Netanyahu's diagnosis of Iran was categorical. "We see cracks and fissures inside Iran," he said. "Israel has never been stronger, and Iran has never been weaker." 

He reached for historical analogies to convey the magnitude of the moment, comparing a potential Iranian collapse to the fall of the Berlin Wall and the implosion of Romania's former government, changes, he noted, that tend to arrive suddenly and without warning.

His prescription was precise: all nuclear material must be removed from Iran and its uranium enrichment infrastructure fully dismantled. 

He and Trump, he said, share that objective completely, with Trump believing it can be achieved through "diplomatic pressure and tough negotiations." 

On Iranian drone and missile strikes against US forces in Kuwait and Bahrain, Netanyahu left little room for ambiguity. "Iran knows what Trump has said — if necessary, there will be a comprehensive military response." 

Israel and the United States, he added, are at full operational readiness. "Iran is playing with fire."

On Lebanon, Netanyahu was equally unequivocal. He accused Hezbollah of holding the Lebanese people hostage and using the country as a launchpad against Israel. 

"If we want to save Lebanon and achieve peace, Hezbollah must be disarmed and Lebanon must be cleared of that group's military forces," he said, describing full disarmament as a shared goal between himself and the American president. 

He warned that if Hezbollah's strikes on Israeli cities continue, Israel will press on with targeted operations against the group's commanders inside Beirut.

The Call Trump Confirmed

That posture has placed Netanyahu on a direct collision course with Washington. In a separate interview relayed by Fox News, Trump confirmed a highly confrontational phone call with the Israeli leader over the Lebanon campaign. 

"I was a little bit perturbed at his constantly fighting with Lebanon," Trump said. "At some point I said, 'Bibi, we gotta stop this.'"

Trump stressed that his personal relationship with Netanyahu remains strong, but made clear that his pressure to accelerate a ceasefire has intensified. 

Earlier reporting by Axios described the call as among the worst between the two leaders since Trump returned to office, with the U.S. president furious that Israeli threats against Beirut were undermining sensitive American negotiations with Iran. 

Following the call, Israel reportedly shelved immediate plans to strike targets in the Lebanese capital.

Netanyahu, asked directly whether the relationship had changed, pushed back. "No, our relationship is very good," he said. 

He disclosed that the two speak on average every two days, acknowledged occasional "tactical differences," but insisted that on strategic objectives they are fully aligned, including efforts to expand the Abraham Accords and broaden the circle of regional peace.

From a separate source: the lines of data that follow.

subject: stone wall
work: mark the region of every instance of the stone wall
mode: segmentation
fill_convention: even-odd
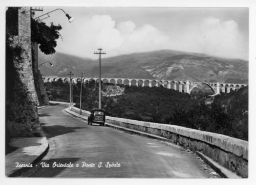
[[[71,110],[80,113],[77,108],[73,107]],[[82,110],[81,115],[89,116],[90,112]],[[184,148],[200,151],[238,175],[248,177],[247,141],[179,126],[110,116],[106,116],[106,123],[172,140]]]
[[[30,8],[8,8],[7,20],[17,16],[14,12],[18,21],[8,24],[18,24],[12,27],[18,28],[17,35],[6,38],[6,137],[40,136],[32,66]]]

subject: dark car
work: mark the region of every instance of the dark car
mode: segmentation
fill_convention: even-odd
[[[102,109],[93,109],[91,111],[91,115],[88,117],[88,124],[98,123],[105,126],[105,111]]]

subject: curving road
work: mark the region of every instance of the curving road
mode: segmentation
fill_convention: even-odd
[[[50,147],[42,162],[49,167],[39,163],[23,176],[211,177],[210,171],[202,169],[205,164],[199,157],[181,148],[106,126],[88,125],[84,120],[65,112],[66,108],[55,105],[38,110]],[[53,168],[54,162],[71,163],[74,166]],[[99,168],[100,162],[102,167]],[[106,168],[108,162],[116,167]],[[82,167],[83,164],[86,166]]]

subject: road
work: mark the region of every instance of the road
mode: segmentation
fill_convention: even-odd
[[[107,126],[89,125],[65,112],[67,108],[55,105],[38,110],[50,149],[42,161],[45,166],[39,163],[22,176],[211,177],[210,171],[202,169],[205,164],[201,160],[181,148]],[[53,167],[54,162],[74,166]],[[99,168],[100,162],[102,167]],[[115,166],[106,167],[108,162]]]

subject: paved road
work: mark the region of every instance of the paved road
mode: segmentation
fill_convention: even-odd
[[[49,167],[38,164],[23,176],[210,177],[210,171],[202,169],[205,164],[181,148],[106,126],[88,125],[65,112],[66,108],[56,105],[39,110],[50,147],[42,162]],[[54,162],[71,163],[74,167],[53,168]],[[103,167],[98,168],[100,162]],[[108,162],[120,167],[106,168]],[[84,163],[95,166],[82,167]]]

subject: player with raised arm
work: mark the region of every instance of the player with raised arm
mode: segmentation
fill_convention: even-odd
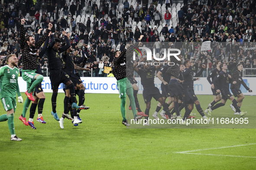
[[[126,44],[127,49],[126,53],[126,77],[128,77],[128,79],[130,81],[133,88],[133,97],[134,98],[134,101],[135,101],[136,110],[138,110],[137,115],[141,116],[141,117],[143,116],[147,116],[147,115],[146,115],[140,109],[139,103],[139,100],[138,100],[137,94],[139,91],[139,87],[136,84],[137,83],[137,82],[133,76],[134,71],[133,70],[134,61],[133,60],[133,52],[134,51],[133,49],[139,48],[140,46],[142,45],[142,43],[140,42],[140,41],[143,37],[143,35],[141,35],[139,41],[136,42],[134,44],[129,43]],[[132,110],[132,107],[130,107],[130,103],[129,109]]]
[[[26,119],[26,114],[30,104],[30,101],[34,101],[33,92],[35,88],[39,85],[43,80],[43,76],[36,73],[37,67],[37,50],[45,41],[52,27],[52,24],[49,23],[49,28],[45,32],[43,37],[38,43],[36,43],[32,35],[25,38],[24,24],[25,19],[21,19],[20,26],[20,45],[23,49],[22,76],[24,80],[27,82],[27,91],[25,94],[28,97],[25,101],[22,114],[19,119],[26,126],[28,126]]]
[[[192,67],[194,66],[194,63],[191,63],[189,60],[186,60],[184,62],[184,66],[186,68],[183,71],[183,76],[184,77],[184,81],[182,83],[183,88],[184,88],[184,94],[185,98],[184,99],[184,101],[188,104],[188,109],[185,111],[185,114],[182,119],[182,123],[185,123],[185,120],[188,119],[190,113],[194,109],[194,104],[195,104],[197,110],[203,117],[203,118],[207,120],[207,121],[211,121],[206,116],[204,113],[204,110],[201,107],[199,101],[194,94],[194,77],[198,77],[202,74],[203,70],[205,68],[204,64],[202,65],[202,68],[200,71],[198,72],[195,73],[191,70]]]
[[[243,87],[244,87],[249,92],[253,92],[253,91],[248,87],[242,77],[242,72],[243,71],[243,65],[241,63],[238,64],[237,65],[237,67],[238,69],[236,70],[232,74],[232,82],[230,85],[230,88],[235,98],[237,98],[237,101],[238,103],[237,107],[240,109],[240,107],[241,107],[241,106],[242,105],[243,100],[244,98],[244,95],[243,95],[242,93],[241,90],[240,90],[241,84],[242,84],[243,85]],[[234,114],[240,114],[239,112],[236,111],[233,107],[233,106],[232,106],[232,107],[231,107],[231,108],[232,108],[233,111],[235,112]]]
[[[243,117],[246,114],[247,112],[241,111],[237,106],[237,101],[229,91],[229,84],[232,81],[232,77],[227,73],[227,66],[226,64],[223,63],[220,66],[220,68],[221,68],[222,71],[214,79],[213,83],[216,91],[218,93],[221,92],[221,103],[216,104],[211,108],[208,109],[207,111],[208,115],[211,115],[212,110],[224,106],[227,99],[229,99],[232,102],[232,106],[236,110],[235,111],[238,112],[241,117]]]
[[[66,44],[65,43],[63,43],[62,44],[62,47],[64,47]],[[85,90],[85,87],[84,85],[83,84],[83,82],[80,79],[79,77],[78,77],[75,74],[75,70],[89,70],[91,71],[91,70],[89,69],[86,69],[84,68],[81,68],[79,67],[74,64],[74,60],[73,60],[73,58],[70,56],[69,54],[73,52],[73,48],[71,46],[66,50],[64,51],[64,52],[62,54],[62,60],[63,60],[63,63],[64,63],[64,67],[62,69],[62,70],[70,77],[70,79],[73,83],[74,83],[74,85],[75,85],[75,87],[77,88],[78,88],[79,91],[82,90],[83,91],[83,93],[82,94],[83,94],[82,95],[79,95],[78,94],[78,98],[79,101],[81,101],[82,102],[83,101],[83,95],[84,94],[84,90]],[[79,104],[78,104],[79,105]],[[80,106],[82,106],[81,104]],[[88,109],[90,108],[89,107],[86,107],[85,106],[83,105],[82,106],[83,107],[84,109]],[[76,110],[76,108],[72,108],[72,114],[74,114],[74,112],[75,112],[76,111],[77,112],[76,110]],[[69,110],[68,109],[68,110]],[[69,115],[68,113],[68,112],[67,113],[64,113],[62,114],[62,116],[60,119],[59,123],[60,126],[62,129],[63,129],[64,128],[63,126],[63,120],[64,120],[65,118],[66,117],[68,119],[71,119],[71,118],[69,116]],[[78,120],[81,120],[80,119],[79,115],[78,115],[77,112],[77,117]]]
[[[168,88],[170,92],[170,96],[173,98],[174,103],[174,109],[177,114],[177,118],[181,119],[180,113],[179,110],[178,96],[183,94],[183,88],[178,82],[179,77],[180,66],[179,64],[181,63],[181,60],[182,56],[181,54],[178,56],[180,60],[178,60],[174,56],[171,56],[170,62],[173,63],[175,64],[167,69],[166,74],[171,76],[171,79],[168,84]]]
[[[169,91],[169,88],[168,88],[168,82],[170,82],[170,80],[171,80],[171,76],[165,73],[167,69],[168,69],[168,68],[170,66],[170,66],[168,65],[163,66],[156,74],[157,77],[158,77],[158,78],[162,82],[161,84],[161,88],[162,89],[162,94],[164,101],[165,101],[166,99],[168,98],[169,100],[166,102],[167,105],[168,105],[168,107],[173,101],[173,98],[170,97],[170,92]],[[157,114],[162,108],[162,105],[161,103],[160,103],[160,102],[159,103],[157,104],[156,109],[156,111],[154,114],[153,114],[152,116],[153,117],[154,117],[155,119],[159,119],[158,116],[157,116]],[[164,111],[163,111],[163,110],[162,111],[161,111],[160,113],[160,116],[165,119],[169,119],[171,117],[171,114],[170,114],[169,115],[167,114],[164,114],[164,112],[163,112]],[[173,117],[173,118],[175,117],[174,116]]]
[[[220,70],[220,66],[221,64],[221,62],[220,61],[216,61],[215,63],[216,68],[213,70],[212,70],[210,74],[209,74],[208,77],[207,77],[207,80],[208,80],[208,82],[211,84],[211,89],[214,96],[214,100],[208,105],[208,107],[207,107],[207,109],[204,110],[204,112],[207,114],[208,114],[208,112],[207,112],[208,109],[211,108],[211,107],[214,106],[214,104],[221,100],[221,96],[219,93],[217,93],[216,91],[214,85],[213,83],[213,80],[214,78],[221,71],[221,70]]]
[[[182,72],[183,72],[183,71],[184,71],[184,70],[185,69],[185,68],[186,68],[186,67],[185,67],[185,66],[184,66],[184,65],[183,64],[180,64],[179,76],[179,77],[178,77],[178,81],[181,85],[182,84],[182,83],[184,82],[184,78],[183,77],[183,75]],[[199,80],[199,78],[197,78],[196,79],[194,78],[194,81],[198,80]],[[180,113],[181,111],[184,107],[185,107],[185,110],[187,110],[188,109],[188,106],[187,105],[185,105],[184,104],[184,102],[183,102],[183,98],[184,97],[185,97],[185,95],[184,94],[183,94],[183,95],[180,94],[178,96],[178,105],[179,105],[178,110],[179,110],[179,111],[180,111]],[[174,104],[173,103],[172,104]],[[174,107],[174,106],[171,106],[173,107]],[[169,107],[169,109],[170,109],[170,107]],[[175,110],[175,109],[173,109],[172,110],[172,112],[171,112],[171,114],[175,115],[175,113],[176,113]],[[177,113],[176,113],[176,114],[177,114]],[[190,113],[190,116],[188,118],[188,119],[191,119],[192,118],[194,118],[195,117],[194,116],[195,115],[196,115],[195,113]]]
[[[11,132],[11,141],[20,141],[14,131],[14,113],[16,110],[16,92],[18,98],[23,101],[19,92],[18,83],[19,69],[18,59],[16,55],[10,54],[6,58],[8,64],[0,68],[0,80],[1,83],[1,101],[6,114],[0,116],[0,122],[8,120],[8,126]]]
[[[46,55],[49,60],[49,67],[50,69],[50,80],[52,85],[52,89],[53,91],[52,96],[52,111],[51,113],[54,118],[57,121],[59,121],[59,118],[56,111],[56,100],[58,95],[58,86],[61,83],[65,85],[66,95],[64,98],[64,114],[68,113],[68,107],[69,99],[72,101],[72,108],[78,108],[81,107],[78,106],[75,98],[74,85],[70,79],[69,76],[62,69],[62,60],[60,58],[60,54],[65,51],[70,47],[70,41],[69,37],[70,33],[66,34],[66,32],[62,31],[62,35],[66,41],[66,44],[63,47],[60,47],[61,41],[59,39],[54,39],[53,37],[51,38],[51,43],[48,46],[46,50]],[[74,123],[78,124],[82,122],[81,120],[78,119],[76,111],[73,112],[74,115]]]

The deeper friction the CNN interview revealed is not a rupture but a mismatch of urgency. Netanyahu is prosecuting a military campaign he frames as existential. 

Trump is managing a diplomatic process he cannot afford to see collapse. For Washington, the Lebanon escalation is not a sideshow, it is a variable with the potential to unravel negotiations with Tehran and invite a wider regional confrontation that the administration has spent months trying to prevent.

Netanyahu also used the interview to disclose that the two countries are working toward a memorandum of understanding that would elevate the relationship from cooperation to full strategic "partnership," including a military dimension.

Whether that architecture holds through the Lebanon campaign, and whether Netanyahu's declaration of Iranian weakness proves prescient or premature, are the questions this crisis has not yet answered.